Aber wirklich wichtig ist, dass wir unseren Kindern ihr Leben wieder zurückgeben. Noch wichtiger wäre es, wenn wir unseren Kindern dieses Leben in einem etwas besseren Zustand zurückgeben könnten.
Vielleicht sind die Debatten der letzten Wochen und die der nächsten Tage und Wochen eine gute Gelegenheit, darüber nachzudenken, was uns diese Coronakrise und all das, was wir erlebt haben, mit Blick auf die Situation von Familien, insbesondere von Kindern, mit auf den Weg geben. Wir haben hier in diesem Plenum im Deutschen Bundestag in den letzten Wochen viel darüber diskutiert, welche Auswirkungen die Coronakrise auf die Familien hat, auf die Seniorinnen und Senioren, auf die Frauen und auf die Kinder.
Herr Müller, eine Sache muss man richtigstellen. – Herr Müller, es wäre spannend, wenn Sie zuhören würden. – Wir haben eine erste Phase erlebt, in der das Thema Gesundheitsschutz prioritär war; es ging um die Stabilisierung des Gesundheitssystems und den Schutz der Risikogruppen. In der damaligen Situation war es tatsächlich so, dass man die Sorge haben musste, dass Kinder von diesem Coronavirus besonders betroffen sind.
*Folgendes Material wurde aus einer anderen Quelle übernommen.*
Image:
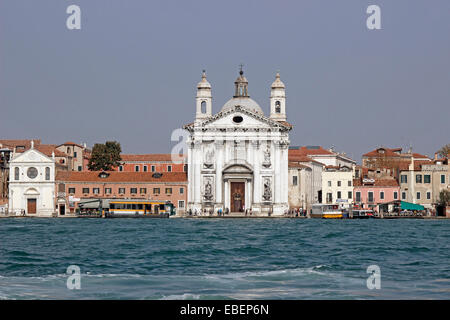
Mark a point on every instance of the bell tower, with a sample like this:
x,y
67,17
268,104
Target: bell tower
x,y
278,100
203,99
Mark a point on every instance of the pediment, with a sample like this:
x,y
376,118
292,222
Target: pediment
x,y
240,118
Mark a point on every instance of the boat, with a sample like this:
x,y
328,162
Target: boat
x,y
362,214
125,208
327,211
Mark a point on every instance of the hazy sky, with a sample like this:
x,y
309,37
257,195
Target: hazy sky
x,y
130,73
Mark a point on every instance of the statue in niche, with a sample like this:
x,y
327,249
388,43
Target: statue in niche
x,y
208,191
209,158
266,162
267,196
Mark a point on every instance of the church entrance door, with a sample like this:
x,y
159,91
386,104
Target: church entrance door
x,y
237,196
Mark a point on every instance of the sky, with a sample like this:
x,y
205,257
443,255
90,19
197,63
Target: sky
x,y
130,73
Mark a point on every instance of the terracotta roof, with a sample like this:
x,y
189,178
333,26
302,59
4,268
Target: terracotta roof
x,y
114,176
70,143
388,152
47,149
297,165
377,183
309,150
147,157
23,142
302,158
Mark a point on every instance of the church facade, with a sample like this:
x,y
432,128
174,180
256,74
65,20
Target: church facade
x,y
238,158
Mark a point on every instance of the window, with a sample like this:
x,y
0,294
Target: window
x,y
203,107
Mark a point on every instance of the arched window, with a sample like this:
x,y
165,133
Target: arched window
x,y
203,107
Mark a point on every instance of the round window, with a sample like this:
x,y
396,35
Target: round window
x,y
32,172
238,119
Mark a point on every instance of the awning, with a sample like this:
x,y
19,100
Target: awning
x,y
411,206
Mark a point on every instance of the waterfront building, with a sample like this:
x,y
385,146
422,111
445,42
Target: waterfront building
x,y
305,181
151,163
73,187
376,194
32,183
238,157
327,157
337,185
389,161
422,182
76,155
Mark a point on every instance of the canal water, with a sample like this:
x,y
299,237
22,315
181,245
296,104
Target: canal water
x,y
224,258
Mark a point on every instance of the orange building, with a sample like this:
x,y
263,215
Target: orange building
x,y
73,186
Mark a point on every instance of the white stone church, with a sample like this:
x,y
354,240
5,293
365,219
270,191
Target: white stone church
x,y
238,158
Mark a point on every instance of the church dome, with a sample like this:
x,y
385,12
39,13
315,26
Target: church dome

Jetzt altklug darüber zu reden, dass diese Einschätzung möglicherweise falsch war, halte ich für fatal. Ich möchte in diesem Bundestag keine Debatte darüber führen, ob wir mit Blick auf die gesundheitliche Situation unserer Kinder Dinge zu früh zugelassen haben. Deren Schutz steht immer noch an erster Stelle.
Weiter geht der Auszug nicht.